玛丽微微闭眼,又在胸前划了个标准的十字。旁侧的玛蒂尔达,也学着母亲,再次为父亲和姐姐祈祷。
而被老婆/老妈牵肠挂肚的一对父女,尊敬的法兰西国王和高贵的威尔士公主,两位颇有权势的虔诚“朝圣者”,预计将在乘船抵达墨西拿城、协同红衣主教一起为出征勇士举办盛大的欢送仪式之后,再前往罗马同教皇相会,一起为那些将在海上对战异教徒的基督教勇士祈福。
至于“他们名下”的联合舰队,则会在意大利诸地得到充分的补给,包括但不限于教廷与威尼斯提供的资金,热那亚及那不勒斯等捐献的船只和水手——和十余年前西班牙人在这里的待遇相差不大。
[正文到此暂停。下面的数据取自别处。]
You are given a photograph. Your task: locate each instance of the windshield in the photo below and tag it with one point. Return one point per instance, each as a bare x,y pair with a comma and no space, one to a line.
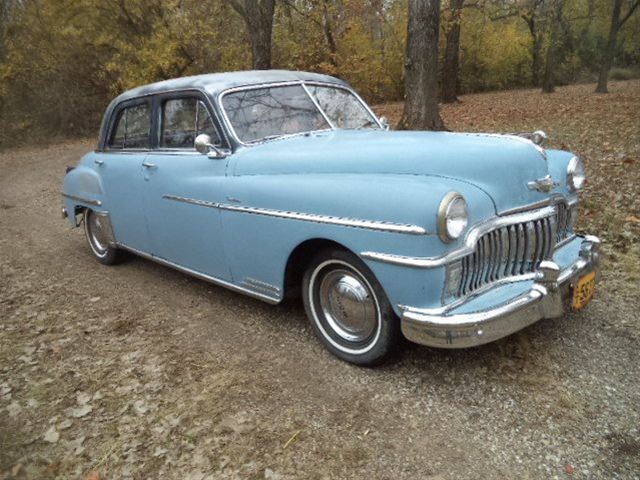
342,107
275,111
270,112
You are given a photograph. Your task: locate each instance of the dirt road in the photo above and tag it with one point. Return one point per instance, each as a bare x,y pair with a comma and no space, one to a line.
138,371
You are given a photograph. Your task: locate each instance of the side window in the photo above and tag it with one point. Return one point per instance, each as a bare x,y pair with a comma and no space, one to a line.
183,119
132,128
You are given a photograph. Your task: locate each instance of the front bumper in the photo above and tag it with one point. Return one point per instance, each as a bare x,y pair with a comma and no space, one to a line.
460,328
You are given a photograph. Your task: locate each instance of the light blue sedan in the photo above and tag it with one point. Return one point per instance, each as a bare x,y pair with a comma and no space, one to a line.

然而这支舰队尤经精心打造,比昔日“神圣联盟”显然更胜一筹。
联合舰队的主要战力,是重金打造的、经霍金斯改造过的轻型盖伦帆船,大部分由不列颠制造,少许产自马赛本港。它们显然比曾经扬名勒班陀海战的加莱塞战舰更加灵活机动,且完全靠风帆动力,彻底放弃了对划桨手的依赖。每船安装不下三十台的加农炮,主要配置在两侧船舷,可谓不计成本,差点把英格兰苏塞克斯铸炮厂的材料用空。“迷信远程攻击”的玛丽,更是掏空家底,给自家官兵配备大量火绳枪,力求把敌人射杀于远处,巴不得接舷战彻底变成“历史”。
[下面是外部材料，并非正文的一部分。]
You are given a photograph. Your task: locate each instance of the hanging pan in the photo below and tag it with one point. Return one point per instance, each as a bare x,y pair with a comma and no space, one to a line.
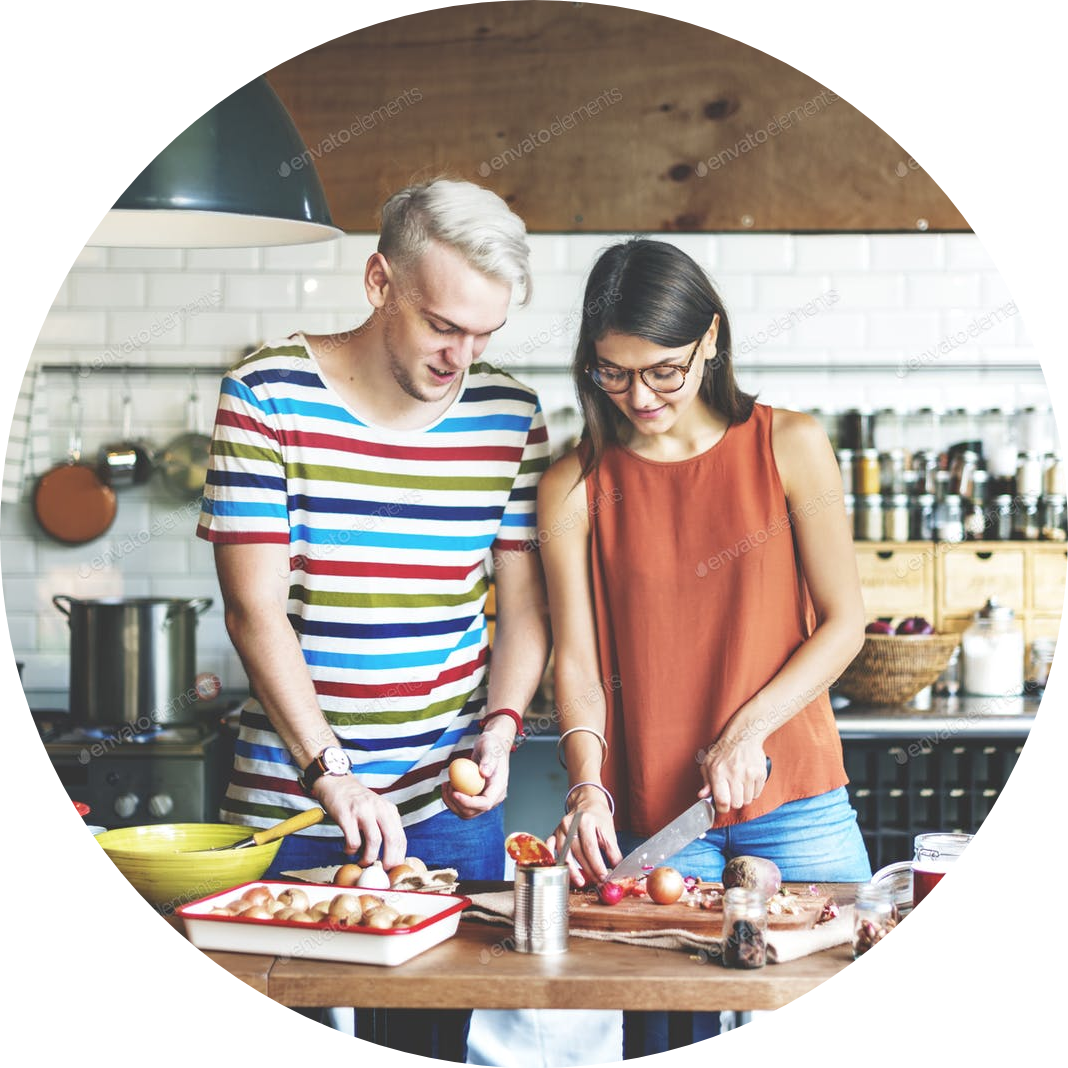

这样一支武装到牙齿的舰队,总指挥却并非什么排得上号的名宿,而是玛丽的“大忠臣”博斯维尔。他年逾五旬,仅仅指挥过一场“小小的”海上抓捕行动,经验其实匮乏。好在他的两个副手,霍金斯与德雷克,乃是赫赫有名的王家海盗,手段狠辣,老奸巨猾,堪当大任。唔,其女主子玛丽的心声是:这三人流氓程度相仿,搭配倒还凑合。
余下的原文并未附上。